О-класс!!! Спасибо, друзья)
Сегодня засяду изучать это дело, ссылки реально пошаговые-как раз для таких "профи" как я))))))
Вот второй день сижу, ругаю себя, что не купила вовремя мелкому обувь на межсезон и на теплую весну, вчера облазила все в городе - мне было дурно от того, что я вижу и что про "это" говорят продавцы....это не обувь-это пыточные колодки или иная крайность - тряпочный (типа кожа) китай.Я уж молчу про отдаленный намек на внешний вид. В Ессо все размели, последняя надежда на них была((( а сама, тем временем, себе-то заказ сделала, сегодня пришел...вот мать-поганка..
Девчонки, я точно буду делать заказ на обувь, кто тоже решит-давайте скооперируемся?

----------


## Ёжик

Офф, конечно, но не тему же отдельную создавать?))) У меня сын обожал всегда Ессо, а вот недавно хотела чего-нибудь распроданого прикупить, но ему ВСЕ неудобно, все давит. Мне показалось или действительно у них стали поуже модельки? На совсем безподъемную ногу? Много чего меряли уже из спортивного интереса и везде шов впереди давит(((

----------


## Ёжик

> насколько я понимаю Шапито оч. удобно и выгодно, когда заказываешь большой объем сразу, а когда так по одной две вещи оттуда и отсюда (я так делаю), то проще в СП с приятными условиями.

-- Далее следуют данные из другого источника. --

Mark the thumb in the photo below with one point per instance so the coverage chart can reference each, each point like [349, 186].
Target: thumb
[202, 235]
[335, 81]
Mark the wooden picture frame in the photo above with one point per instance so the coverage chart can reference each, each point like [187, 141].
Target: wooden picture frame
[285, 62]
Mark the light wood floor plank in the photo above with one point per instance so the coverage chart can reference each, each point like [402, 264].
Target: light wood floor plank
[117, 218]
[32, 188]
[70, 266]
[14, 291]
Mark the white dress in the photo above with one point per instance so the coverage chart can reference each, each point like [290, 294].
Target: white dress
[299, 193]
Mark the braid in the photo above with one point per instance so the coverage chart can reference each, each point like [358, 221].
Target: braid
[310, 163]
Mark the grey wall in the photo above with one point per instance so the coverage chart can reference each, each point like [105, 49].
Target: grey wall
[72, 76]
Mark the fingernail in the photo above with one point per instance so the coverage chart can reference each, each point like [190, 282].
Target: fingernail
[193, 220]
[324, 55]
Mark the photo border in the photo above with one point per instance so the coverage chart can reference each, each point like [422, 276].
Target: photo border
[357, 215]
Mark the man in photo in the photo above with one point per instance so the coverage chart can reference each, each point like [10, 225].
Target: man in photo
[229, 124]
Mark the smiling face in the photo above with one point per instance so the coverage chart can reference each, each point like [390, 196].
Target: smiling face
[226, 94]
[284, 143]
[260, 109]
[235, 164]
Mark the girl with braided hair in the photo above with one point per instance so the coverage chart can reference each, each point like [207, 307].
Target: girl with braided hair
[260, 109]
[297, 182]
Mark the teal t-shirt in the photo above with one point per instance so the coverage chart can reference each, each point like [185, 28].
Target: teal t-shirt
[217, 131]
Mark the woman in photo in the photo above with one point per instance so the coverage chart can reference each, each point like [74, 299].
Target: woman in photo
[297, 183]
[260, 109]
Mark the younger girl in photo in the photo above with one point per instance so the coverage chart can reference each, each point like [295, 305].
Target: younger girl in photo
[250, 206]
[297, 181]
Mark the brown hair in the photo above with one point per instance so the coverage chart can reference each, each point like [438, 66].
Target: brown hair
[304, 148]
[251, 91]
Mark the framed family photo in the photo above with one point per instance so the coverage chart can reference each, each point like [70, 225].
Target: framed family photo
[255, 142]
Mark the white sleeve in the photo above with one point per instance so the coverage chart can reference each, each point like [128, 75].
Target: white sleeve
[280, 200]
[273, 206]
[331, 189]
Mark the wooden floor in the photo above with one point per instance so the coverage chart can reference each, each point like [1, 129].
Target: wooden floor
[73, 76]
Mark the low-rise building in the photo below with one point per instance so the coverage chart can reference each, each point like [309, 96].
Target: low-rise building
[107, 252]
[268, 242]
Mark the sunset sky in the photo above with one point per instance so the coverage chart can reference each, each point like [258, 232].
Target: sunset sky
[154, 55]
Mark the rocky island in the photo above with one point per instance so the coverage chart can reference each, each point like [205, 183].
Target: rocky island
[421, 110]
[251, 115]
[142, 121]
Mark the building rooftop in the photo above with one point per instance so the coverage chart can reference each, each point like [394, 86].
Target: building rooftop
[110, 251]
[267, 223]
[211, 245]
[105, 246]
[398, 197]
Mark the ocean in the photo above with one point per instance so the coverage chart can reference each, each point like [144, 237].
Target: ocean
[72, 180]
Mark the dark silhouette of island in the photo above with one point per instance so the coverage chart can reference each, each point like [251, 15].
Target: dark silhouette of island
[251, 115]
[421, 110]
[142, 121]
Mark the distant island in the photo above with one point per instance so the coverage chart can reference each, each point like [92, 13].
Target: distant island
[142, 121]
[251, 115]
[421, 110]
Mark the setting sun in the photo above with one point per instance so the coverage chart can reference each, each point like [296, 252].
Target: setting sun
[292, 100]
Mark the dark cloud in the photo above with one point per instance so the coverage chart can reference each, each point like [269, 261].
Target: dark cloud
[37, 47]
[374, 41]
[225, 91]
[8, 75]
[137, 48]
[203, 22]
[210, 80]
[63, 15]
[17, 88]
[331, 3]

А это вопрос надо у мужа уточнить, кстати. Мы тоже так заказываем иногда, но я даже не подозревала, что дороже получается.

----------


## kiara

Отвечу про Ессо - у них действительно узкие модельки стали, но нам это на руку, вернее на ногу)))) У мелкого размер ножки большой, но сама ножка узкая. Если смотреть стандартные модели, то они все на наш размер ооочень широки. А Ессо`вские модельки сидят хорошо. Таки мы вчера последнюю пару откапали-ура)

----------


## Ёжик

Делюсь информацией) Next теперь шлет в Россию бесплатно, причем доставка 6 дней. Мы в четверг заказали, сегодня (в среду) позвонили, сказали, сейчас привезут!
Ссылка, если что - http://www.nextdirect.com/ru/ru/home

----------


## Домик в деревне

Девочки, сознавайтесь! Кто чем в Черную пятницу закупился? И где?
я на IDEELI первый раз заказала комбез девочке, Gusti фирма, народ в виртуалшоппинге хвалил. Посмотрим, что приедет.

----------


## kazangi

я проспала пятницу(((

----------


## Домик в деревне

> я проспала пятницу(((


Это очень хорошо тоже с другой стороны!
Кстати, посленовогодние распродажи тоже обещают быть большими. Я стараюсь по крайней мере зимние вещи на следующий год купить на них.

----------


## летняя мама

Один из моих любимых  детских интернет-магазинов http://www.dpam.com/?language=en&osC...93205fad055735
Это Франция. Карты российские принимает, в Россию отправляет.
Цены даже с учетом доставки более, чем в 2 раза дешевле, чем в Москве в магазинах этой фирмы. В периоды распродаж цены совсем смешные. Теплую куртку можно купить зап 8 евро.
Нравится. что можно купить все-начиная от белья, заканчивая обувью и акссесуарами.
Размеры-лучше ориентироваться на рост, а не на возраст ребенка.
Одежда на 6 месяцев(верх-кофточки, курточки) немного большемерит, остальное в размер. Размеры обуви указаны американские, если внизу страницы поменять флажок на французский-размеры обуви европейские. Но по обуви лучше ориентироваться на распечатку из их обувного сайзчарта( ито не всегда, некоторые модельки могут большемерить или маломерить-из  личного опыта)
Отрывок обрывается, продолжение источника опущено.